Langit Pucat Fort Marlborough [2]
“Kayak apa kota Semarang?”
“Kayak apa, ya?” aku memikir-mikir, “…kayak banjir deras…menghanyutkan dan cepat!”
“Cepat apanya?”
“Cepat banjirnya!” kataku lantang. Pipit tertawa. Aku paling suka melihat dia kalau tertawa lepas.
“Sekarang seperti apa Bengkulu?” balasku bertanya
Ia tak segera menjawab. Kepalanya mendongak keatas. Eksyen yang juga aku rindukan.
“Cari apa?” potongku cepat.
“Cari malaikat kasih contekan jawaban!” jawabnya ringan. Ia menbuatku menunggu lama. “…..seperti apa,ya ….. seperti Rafflesia, indah dan tak ada duanya.”
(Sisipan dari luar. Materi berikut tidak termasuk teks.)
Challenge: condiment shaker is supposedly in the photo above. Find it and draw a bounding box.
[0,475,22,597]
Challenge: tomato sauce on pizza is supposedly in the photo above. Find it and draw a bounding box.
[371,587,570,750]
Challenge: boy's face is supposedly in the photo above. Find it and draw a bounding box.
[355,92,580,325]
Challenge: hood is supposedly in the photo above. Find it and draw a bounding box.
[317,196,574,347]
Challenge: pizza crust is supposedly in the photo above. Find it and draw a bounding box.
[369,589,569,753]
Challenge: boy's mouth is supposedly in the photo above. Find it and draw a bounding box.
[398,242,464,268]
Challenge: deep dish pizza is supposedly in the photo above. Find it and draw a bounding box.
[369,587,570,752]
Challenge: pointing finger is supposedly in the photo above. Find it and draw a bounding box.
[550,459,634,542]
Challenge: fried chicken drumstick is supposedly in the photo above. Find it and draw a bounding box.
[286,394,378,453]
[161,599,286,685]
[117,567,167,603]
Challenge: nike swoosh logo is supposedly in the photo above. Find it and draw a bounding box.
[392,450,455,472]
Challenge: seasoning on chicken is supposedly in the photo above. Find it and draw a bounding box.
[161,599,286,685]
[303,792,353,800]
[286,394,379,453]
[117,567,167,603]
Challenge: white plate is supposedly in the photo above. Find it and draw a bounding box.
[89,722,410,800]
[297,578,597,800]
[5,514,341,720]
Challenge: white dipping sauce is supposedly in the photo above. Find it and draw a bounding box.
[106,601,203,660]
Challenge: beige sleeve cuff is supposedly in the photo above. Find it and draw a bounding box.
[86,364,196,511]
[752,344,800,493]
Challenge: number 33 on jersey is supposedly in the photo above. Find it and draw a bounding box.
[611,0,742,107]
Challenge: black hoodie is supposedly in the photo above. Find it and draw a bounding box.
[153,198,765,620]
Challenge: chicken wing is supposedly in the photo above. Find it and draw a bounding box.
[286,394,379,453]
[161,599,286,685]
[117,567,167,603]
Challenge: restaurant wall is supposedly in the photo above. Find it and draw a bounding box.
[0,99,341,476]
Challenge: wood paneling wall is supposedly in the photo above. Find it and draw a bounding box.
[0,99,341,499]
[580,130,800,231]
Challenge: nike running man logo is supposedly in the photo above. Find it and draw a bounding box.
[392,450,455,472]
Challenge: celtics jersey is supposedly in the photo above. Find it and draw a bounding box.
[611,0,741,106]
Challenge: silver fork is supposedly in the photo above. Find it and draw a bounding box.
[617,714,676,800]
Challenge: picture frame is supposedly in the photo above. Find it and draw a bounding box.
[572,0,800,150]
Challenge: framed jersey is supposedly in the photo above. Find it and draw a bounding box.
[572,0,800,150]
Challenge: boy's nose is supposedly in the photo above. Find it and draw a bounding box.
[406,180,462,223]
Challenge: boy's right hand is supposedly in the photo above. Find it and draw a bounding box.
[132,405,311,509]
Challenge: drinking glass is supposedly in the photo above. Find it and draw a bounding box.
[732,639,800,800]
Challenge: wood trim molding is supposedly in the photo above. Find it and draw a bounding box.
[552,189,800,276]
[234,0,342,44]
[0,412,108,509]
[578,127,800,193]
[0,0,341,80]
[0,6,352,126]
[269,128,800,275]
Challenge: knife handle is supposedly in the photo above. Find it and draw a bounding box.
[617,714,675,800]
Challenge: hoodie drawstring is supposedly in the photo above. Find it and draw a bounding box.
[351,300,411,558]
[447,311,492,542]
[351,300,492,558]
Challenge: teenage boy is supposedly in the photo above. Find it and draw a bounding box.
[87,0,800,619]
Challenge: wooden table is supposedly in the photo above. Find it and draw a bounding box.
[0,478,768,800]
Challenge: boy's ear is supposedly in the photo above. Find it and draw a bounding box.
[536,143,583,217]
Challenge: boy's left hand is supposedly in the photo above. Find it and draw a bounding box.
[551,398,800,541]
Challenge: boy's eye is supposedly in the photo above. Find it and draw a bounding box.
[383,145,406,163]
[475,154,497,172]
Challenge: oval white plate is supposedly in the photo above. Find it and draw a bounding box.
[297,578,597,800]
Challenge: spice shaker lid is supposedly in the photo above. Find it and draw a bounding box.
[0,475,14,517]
Mungkin benar jawabannya. Bengkulu ini seperti Rafflesia Arnoldii, bunga langka yang kadang terlihat dan ditemui di hutan-hutan Bengkulu. Begitupun kota ini bagiku. Kadang mekar di hatiku, kadang aku bosan dan ingin meninggalkannya. Apa yang ditawarkan kota Bengkulu bagiku? Kota tepi pantai? Aku bahkan lebih suka Kepahiang, bagian Bengkulu paling atas. Kota kecil yang eksotis menurutku. Hawa dingin yang menyayat tubuh, suasana tradisional yang masih kental, atau perkebunan kopi di pegunungan. Sama-sama di dataran tinggi mungkin orang lebih memilih Curup yang lebih ramai dan kota.
“Nggak! Bengkulu ini bukannya indah tetapi ngeri!” protesku
“Nggak bisa!” ia menukas cepat.
“Lho-kamu sendiri yang bilang mirip bunga Rafflesia. Bunga Rafflesia mengerikan!”
Aku jadi akrab dengan Pipit yang mula pertama kujumpai di Fort Marlborough di suatu sore. Seorang teman yang kepadanya aku berbagi rasa, dan seorang yang membangkitkan semangatku tinggal di perantauan, apalagi setelah lama tak ada kabar dari Tindra.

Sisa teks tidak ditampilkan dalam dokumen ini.